The wages of the political hacks on the board of the Orleans Levee District, and of those local and state elected officials who put them there, are about to cost taxpayers and/or homeowners huge sums of money.
Lawsuits already have come concerning the design and quality of construction of certain levees which gave way under the duress of Hurricane Katrina. In the coming months, researchers likely will confirm that preventable design errors and subpar construction efforts allowed the flooding to occur. Plaintiffs believe that without this negligence that they would not have lost most of their possessions and use of their homes.
For many, the problem is they did not have any flood insurance and regular homeowner insurance normally would not pay for these damages. While as a practical matter it would make sense for anybody living below sea level to have it, about half of New Orleans homeowners including those in this category did not.
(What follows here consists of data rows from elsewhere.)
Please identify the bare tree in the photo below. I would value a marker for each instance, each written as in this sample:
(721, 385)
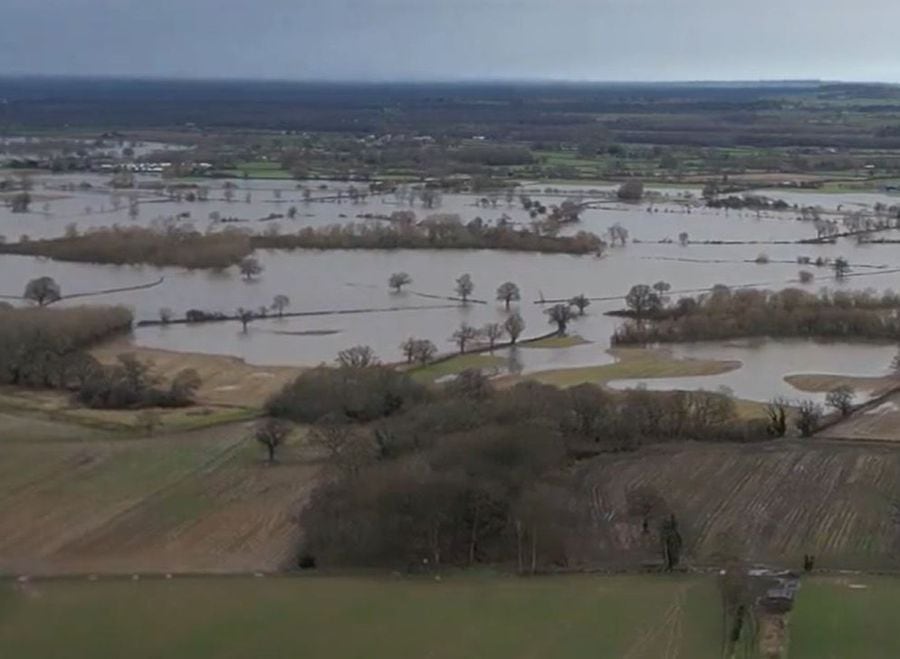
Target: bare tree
(280, 303)
(43, 290)
(841, 267)
(808, 416)
(464, 287)
(507, 293)
(357, 357)
(841, 399)
(20, 202)
(464, 335)
(246, 316)
(425, 351)
(618, 234)
(250, 267)
(493, 332)
(776, 411)
(560, 315)
(398, 280)
(272, 434)
(514, 326)
(148, 420)
(409, 349)
(643, 300)
(580, 302)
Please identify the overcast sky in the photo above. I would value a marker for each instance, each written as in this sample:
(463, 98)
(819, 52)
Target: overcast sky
(454, 39)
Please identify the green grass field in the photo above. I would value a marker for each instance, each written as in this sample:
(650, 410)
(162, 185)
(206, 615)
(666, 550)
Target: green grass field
(639, 617)
(846, 618)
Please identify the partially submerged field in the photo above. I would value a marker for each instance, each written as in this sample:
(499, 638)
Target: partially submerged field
(75, 501)
(641, 617)
(846, 616)
(878, 423)
(769, 502)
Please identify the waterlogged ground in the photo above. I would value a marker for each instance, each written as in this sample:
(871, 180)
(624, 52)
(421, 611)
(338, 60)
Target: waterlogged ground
(354, 283)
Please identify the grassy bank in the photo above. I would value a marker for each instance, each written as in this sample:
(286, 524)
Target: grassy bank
(634, 363)
(640, 617)
(849, 616)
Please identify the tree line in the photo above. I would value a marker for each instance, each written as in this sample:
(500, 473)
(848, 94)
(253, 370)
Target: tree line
(47, 348)
(445, 232)
(465, 473)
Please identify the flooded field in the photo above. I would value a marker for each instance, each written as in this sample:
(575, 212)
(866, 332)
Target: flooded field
(348, 300)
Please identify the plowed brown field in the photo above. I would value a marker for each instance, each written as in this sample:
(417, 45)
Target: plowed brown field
(200, 501)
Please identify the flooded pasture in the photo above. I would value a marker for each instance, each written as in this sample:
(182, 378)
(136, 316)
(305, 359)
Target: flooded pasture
(348, 302)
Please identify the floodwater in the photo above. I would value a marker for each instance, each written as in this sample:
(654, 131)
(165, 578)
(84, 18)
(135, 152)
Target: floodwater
(356, 281)
(765, 364)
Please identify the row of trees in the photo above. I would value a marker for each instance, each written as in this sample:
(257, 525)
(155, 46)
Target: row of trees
(46, 347)
(465, 473)
(443, 232)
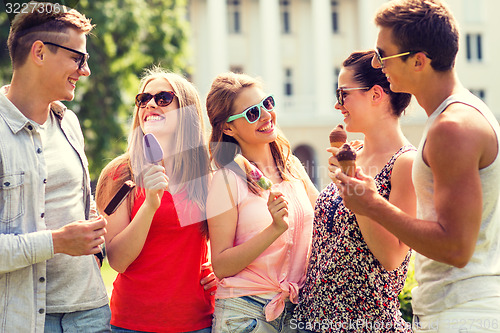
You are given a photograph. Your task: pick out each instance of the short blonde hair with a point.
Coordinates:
(42, 21)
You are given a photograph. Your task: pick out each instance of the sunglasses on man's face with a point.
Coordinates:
(162, 99)
(341, 95)
(84, 57)
(252, 113)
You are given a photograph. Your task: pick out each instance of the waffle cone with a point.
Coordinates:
(336, 144)
(348, 167)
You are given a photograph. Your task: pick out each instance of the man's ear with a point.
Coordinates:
(377, 93)
(228, 130)
(37, 52)
(421, 61)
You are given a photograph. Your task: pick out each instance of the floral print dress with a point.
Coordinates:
(346, 288)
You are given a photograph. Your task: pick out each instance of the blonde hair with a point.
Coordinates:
(191, 168)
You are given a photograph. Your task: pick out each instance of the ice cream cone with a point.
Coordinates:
(338, 136)
(347, 159)
(348, 167)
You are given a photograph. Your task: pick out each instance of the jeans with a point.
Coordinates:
(116, 329)
(481, 315)
(94, 320)
(246, 314)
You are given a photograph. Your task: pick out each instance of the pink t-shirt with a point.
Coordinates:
(280, 270)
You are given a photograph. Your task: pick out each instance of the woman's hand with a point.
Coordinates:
(333, 163)
(155, 183)
(278, 207)
(208, 281)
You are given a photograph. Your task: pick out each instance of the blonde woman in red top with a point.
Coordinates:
(157, 239)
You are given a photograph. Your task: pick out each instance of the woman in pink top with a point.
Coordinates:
(260, 239)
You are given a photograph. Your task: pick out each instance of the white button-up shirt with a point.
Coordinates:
(25, 244)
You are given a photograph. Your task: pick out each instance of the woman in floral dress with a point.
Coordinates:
(357, 268)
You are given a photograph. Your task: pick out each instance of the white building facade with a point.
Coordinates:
(297, 48)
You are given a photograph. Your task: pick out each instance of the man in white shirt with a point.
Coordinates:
(49, 228)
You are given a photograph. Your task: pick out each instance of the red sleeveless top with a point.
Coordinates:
(161, 291)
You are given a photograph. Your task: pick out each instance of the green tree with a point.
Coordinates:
(129, 35)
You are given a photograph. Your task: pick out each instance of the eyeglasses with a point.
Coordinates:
(380, 61)
(163, 98)
(340, 93)
(252, 113)
(84, 57)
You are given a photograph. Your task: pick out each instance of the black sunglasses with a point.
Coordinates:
(340, 93)
(252, 113)
(84, 57)
(163, 98)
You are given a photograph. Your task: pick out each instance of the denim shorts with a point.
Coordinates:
(481, 315)
(94, 320)
(246, 314)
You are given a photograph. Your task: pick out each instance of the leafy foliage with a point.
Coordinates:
(405, 294)
(129, 35)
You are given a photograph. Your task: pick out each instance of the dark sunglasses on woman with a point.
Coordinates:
(162, 99)
(252, 113)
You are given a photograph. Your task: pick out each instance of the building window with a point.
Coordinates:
(288, 82)
(335, 17)
(479, 93)
(236, 69)
(474, 47)
(285, 16)
(234, 16)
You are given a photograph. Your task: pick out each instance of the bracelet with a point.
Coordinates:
(99, 256)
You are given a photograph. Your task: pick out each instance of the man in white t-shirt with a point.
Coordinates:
(456, 174)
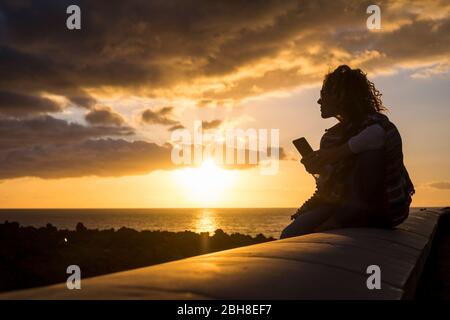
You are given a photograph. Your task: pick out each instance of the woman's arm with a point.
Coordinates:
(371, 138)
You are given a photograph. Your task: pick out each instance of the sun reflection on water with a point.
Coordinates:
(206, 221)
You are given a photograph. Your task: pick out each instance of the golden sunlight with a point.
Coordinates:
(207, 183)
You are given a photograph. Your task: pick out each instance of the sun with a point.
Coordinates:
(207, 183)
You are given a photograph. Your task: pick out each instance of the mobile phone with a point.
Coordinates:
(302, 146)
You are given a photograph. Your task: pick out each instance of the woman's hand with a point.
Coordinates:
(317, 160)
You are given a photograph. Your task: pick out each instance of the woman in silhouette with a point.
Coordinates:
(361, 180)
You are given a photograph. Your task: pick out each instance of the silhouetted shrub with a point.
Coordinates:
(32, 256)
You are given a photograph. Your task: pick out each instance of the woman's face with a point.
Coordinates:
(328, 104)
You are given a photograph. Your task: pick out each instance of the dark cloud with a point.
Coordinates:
(104, 158)
(16, 134)
(161, 116)
(153, 45)
(19, 105)
(440, 185)
(211, 124)
(104, 116)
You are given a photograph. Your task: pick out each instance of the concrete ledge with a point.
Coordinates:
(329, 265)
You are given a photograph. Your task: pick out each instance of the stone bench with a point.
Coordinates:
(328, 265)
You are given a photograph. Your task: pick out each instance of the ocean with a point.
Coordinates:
(252, 221)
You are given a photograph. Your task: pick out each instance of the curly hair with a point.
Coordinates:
(357, 95)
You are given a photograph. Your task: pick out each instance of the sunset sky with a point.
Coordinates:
(86, 115)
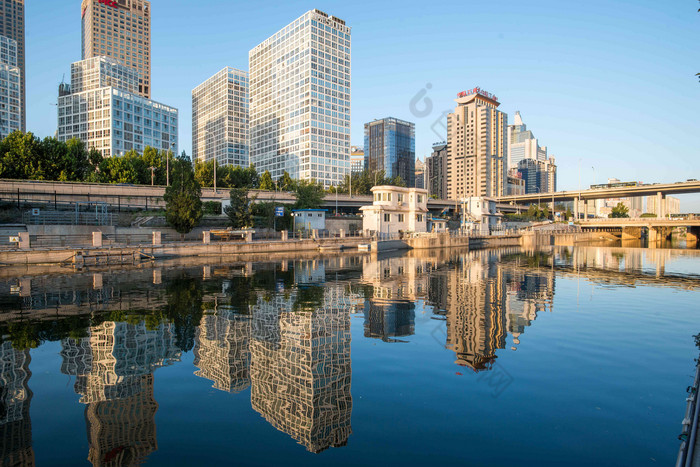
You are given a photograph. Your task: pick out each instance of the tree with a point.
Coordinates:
(620, 211)
(183, 204)
(309, 195)
(240, 212)
(266, 182)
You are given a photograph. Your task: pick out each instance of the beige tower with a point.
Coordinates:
(120, 29)
(476, 147)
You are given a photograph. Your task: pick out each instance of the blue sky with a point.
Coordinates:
(608, 85)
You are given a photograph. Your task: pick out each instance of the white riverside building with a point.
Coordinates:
(300, 100)
(220, 119)
(102, 108)
(10, 88)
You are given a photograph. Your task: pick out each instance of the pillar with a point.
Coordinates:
(24, 243)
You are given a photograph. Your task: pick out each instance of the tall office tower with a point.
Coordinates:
(102, 109)
(10, 88)
(120, 29)
(300, 100)
(357, 159)
(220, 119)
(12, 26)
(436, 171)
(420, 173)
(390, 145)
(476, 147)
(522, 144)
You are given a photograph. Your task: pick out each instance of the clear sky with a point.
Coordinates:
(607, 85)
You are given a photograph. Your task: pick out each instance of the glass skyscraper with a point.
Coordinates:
(300, 100)
(390, 145)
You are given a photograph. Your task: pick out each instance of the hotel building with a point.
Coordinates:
(102, 108)
(300, 100)
(12, 27)
(220, 119)
(120, 29)
(11, 103)
(476, 147)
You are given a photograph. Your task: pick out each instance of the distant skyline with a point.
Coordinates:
(608, 86)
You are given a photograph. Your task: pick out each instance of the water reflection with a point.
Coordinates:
(280, 330)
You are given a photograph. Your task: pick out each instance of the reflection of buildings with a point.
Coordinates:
(221, 352)
(300, 369)
(15, 397)
(123, 431)
(396, 285)
(113, 368)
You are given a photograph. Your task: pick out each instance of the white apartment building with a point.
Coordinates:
(300, 100)
(10, 88)
(220, 119)
(396, 209)
(103, 111)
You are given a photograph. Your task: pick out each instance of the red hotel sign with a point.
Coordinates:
(477, 91)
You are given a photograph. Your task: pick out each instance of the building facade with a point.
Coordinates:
(11, 103)
(390, 145)
(357, 159)
(300, 100)
(420, 174)
(12, 27)
(220, 119)
(522, 144)
(102, 110)
(394, 210)
(120, 29)
(436, 171)
(476, 147)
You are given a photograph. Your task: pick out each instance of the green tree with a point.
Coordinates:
(620, 211)
(183, 197)
(240, 212)
(266, 182)
(309, 195)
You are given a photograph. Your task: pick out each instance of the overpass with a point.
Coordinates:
(661, 190)
(657, 228)
(127, 196)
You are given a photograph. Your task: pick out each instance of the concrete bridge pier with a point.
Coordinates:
(631, 233)
(692, 234)
(657, 234)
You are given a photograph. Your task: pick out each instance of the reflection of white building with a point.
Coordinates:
(396, 209)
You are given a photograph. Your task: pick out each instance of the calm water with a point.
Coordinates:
(504, 357)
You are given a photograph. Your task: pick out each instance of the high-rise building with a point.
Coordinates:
(390, 145)
(436, 171)
(102, 109)
(300, 100)
(220, 119)
(120, 29)
(12, 26)
(522, 144)
(10, 88)
(357, 159)
(420, 174)
(476, 147)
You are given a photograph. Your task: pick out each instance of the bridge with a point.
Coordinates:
(661, 190)
(656, 228)
(127, 196)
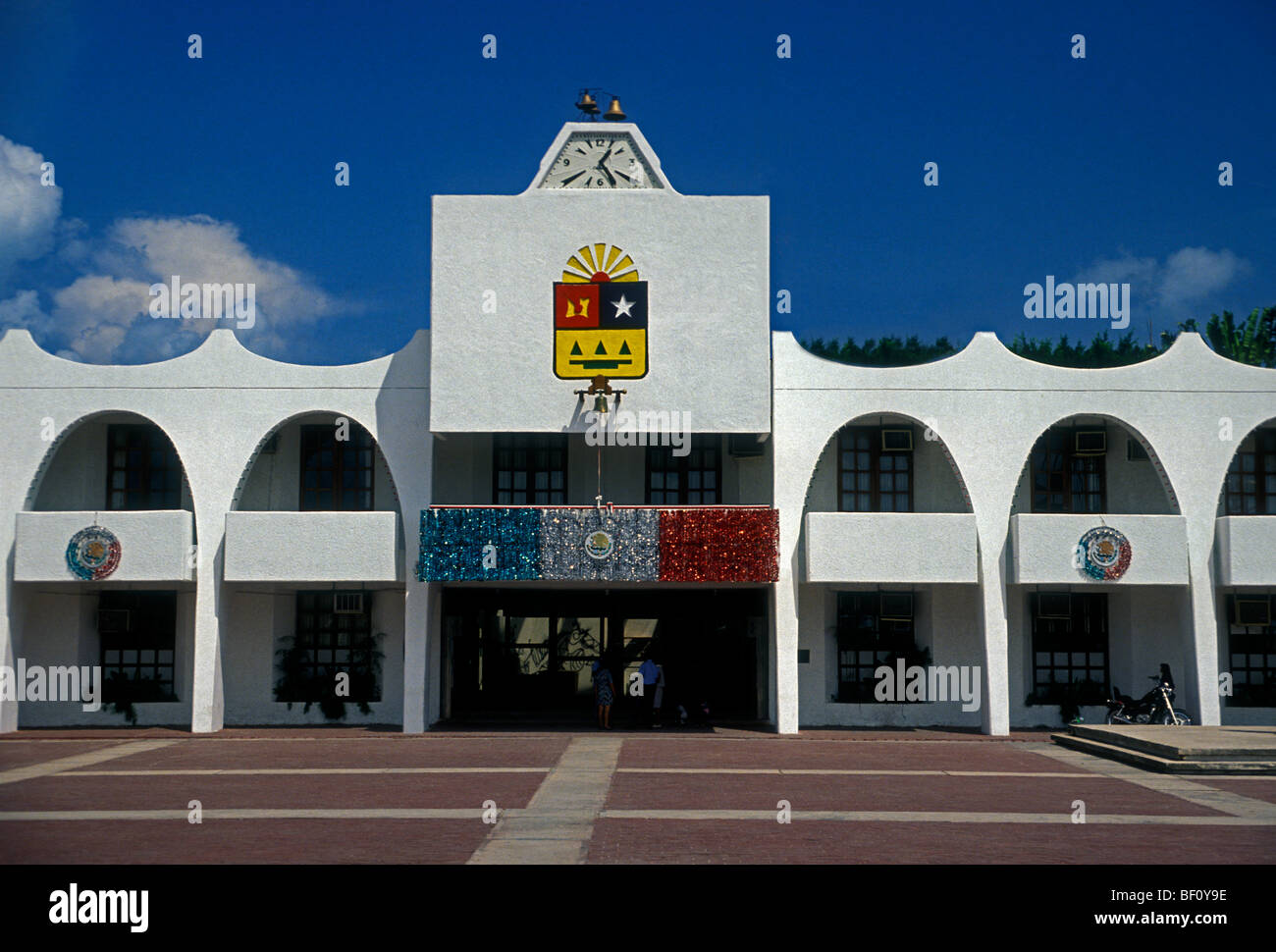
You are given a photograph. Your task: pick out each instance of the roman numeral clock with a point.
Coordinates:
(600, 305)
(601, 158)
This creates a massive public policy problem for government because it, and the public, would resist any suggestion that those in the situation just suck it up and live with their short-sightedness.
This being the case, then either government socks it to the taxpayers to pay for most everything, or it tries to pass off the expenses to insurance companies anyway for policies they didn’t write and didn’t get premiums on. (Don’t even think about the consequences about a successful suit charging state government officials with violations of civil liberties for short-sighted policy-making.) The former would make a lot of voters angry, especially those affected by the flooding who did have flood insurance and paid for it, and who now would have to pay for somebody else’s retroactively at a far higher rate, in essence.
But the latter won’t work, either, because if the state ever attempted this, few if any insurance companies ever would want to write policies in the state again. Even if they did stay, rates would go sky-high to compensate, making homeownership prohibitively expensive and further battering the state’s fragile economy.
This investigation adds another wrinkle because the policy decision well may get ripped out of the state’s hands because if the initial suspicions become confirmed, the state will have no choice but to pay out a gigantic sum of money to participants in a successful class-action suit. Say if 100,000 homeowners with a home at an average value of $100,000 plus 1,000 business owners with properties worth on average $1,000,000 (including apartment complexes) were part of this. That’s an $11 billion hit to the state, or more than half of its 2005-06 operating and capital outlay budgets.
With this hanging over the state’s head, if you think Louisiana’s had budget problems in the past, you haven’t seen anything yet – nor the political courage to deal with this.